Il faut sortir les citoyens du rôle de consommateur-électeur

Par Mathilde Elie le 6/05/2022 : https://www.lagazettedescommunes.com/804267/il-faut-sortir-les-citoyens-du-role-de-consommateur-elec...  

Si de nombreuses communes rurales ont placé Marine Le Pen en tête au second tour de l’élection présidentielle, Yvan Lubraneski, maire des Molières (Essonne), et vice-président des maires ruraux de France (AMRF), chargé de la culture et de la démocratie, estime que le vote extrême n’est pas une fatalité. L’une des solutions réside selon lui dans la participation citoyenne pour plus de coopération et moins de confrontation.


Après les scores, parfois très hauts, de Marine Le Pen dans les zones rurales, les élus locaux tentent de comprendre le vote de leurs administrés. Aux Molières (Essonne), Yvan Lubraneski, maire et vice-président des maires ruraux de France, chargé de la culture et de la démocratie, se félicite lui « du plafond de verre auquel se sont heurtés les votes déraisonnables ». Au second tour, la candidate du rassemblement national n’a en effet récolté que 21,99% des voix. Auteur de « 30 propositions pour pratiquer la démocratie », l’élu met en avant l’importance de la démocratie participative qui permet d’installer « une culture de la coopération plutôt que de la confrontation ».

Comment comprenez-vous le vote Le Pen dans les petites villes ?

Nous sommes dans une crise à la fois politique et sociale qui fait que de toute façon, au niveau local comme au niveau national, la capacité de l’élu à donner des solutions rapides aux problèmes sera remise en cause. Les territoires ruraux ont été abandonnés trop longtemps et le rattrapage du déficit d’aménagement territorial est loin d’être rattrapé. Il y a un décalage entre ce qui a été mis en place récemment et les résultats concrets. Par exemple, nous mettons en place l’agenda rural. Mais nous n’en verrons les résultats que dans quelques années. Ce mécontentement fait partie des racines d’un vote contre Emmanuel Macron.

Quelle est la responsabilité des élus locaux dans ce vote ?

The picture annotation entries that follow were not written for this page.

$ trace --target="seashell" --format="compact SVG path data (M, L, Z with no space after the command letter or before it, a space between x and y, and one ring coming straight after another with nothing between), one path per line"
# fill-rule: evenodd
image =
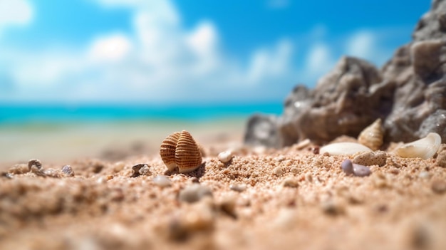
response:
M366 152L356 155L353 162L364 166L378 165L383 167L387 161L387 154L384 151Z
M359 134L358 142L375 151L383 145L383 137L384 130L381 119L377 119Z
M325 145L319 150L321 155L354 155L361 152L372 152L362 144L356 142L337 142Z
M175 150L180 135L180 132L175 132L167 136L161 143L160 155L164 164L166 165L166 167L167 167L167 169L170 171L177 167L177 164L175 163Z
M349 159L346 159L343 162L342 162L342 164L341 165L341 168L342 168L342 171L347 175L351 175L353 174L353 165L351 163L351 160L350 160Z
M441 137L430 132L425 137L406 143L395 150L396 155L404 158L429 159L434 156L441 145Z
M196 170L202 160L197 142L186 130L167 136L161 144L160 155L169 170L177 167L180 173Z
M371 173L370 168L360 164L353 163L353 175L363 177L370 175Z
M223 151L218 154L218 160L223 163L227 163L232 159L233 155L231 150Z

Il y a plein d’explications dont une partie peut être liée à la responsabilité des élus, même locaux. Plus le climat général dans la commune est un climat de coopération avec les citoyens, plus cela va influer sur le vote – même s’il s’agit là d’un vote national à considérer différemment d’un vote local. La citoyenneté n’est pas spontanée, elle s’acquiert et chaque institution doit prendre sa part pour aller "chercher" le citoyen. La dynamique de coopération et de participation doit être réelle parce qu’aujourd’hui les discours et les postures ne servent plus à rien. Aux Molières, j’estime que nous avons de l’avance sur le sujet.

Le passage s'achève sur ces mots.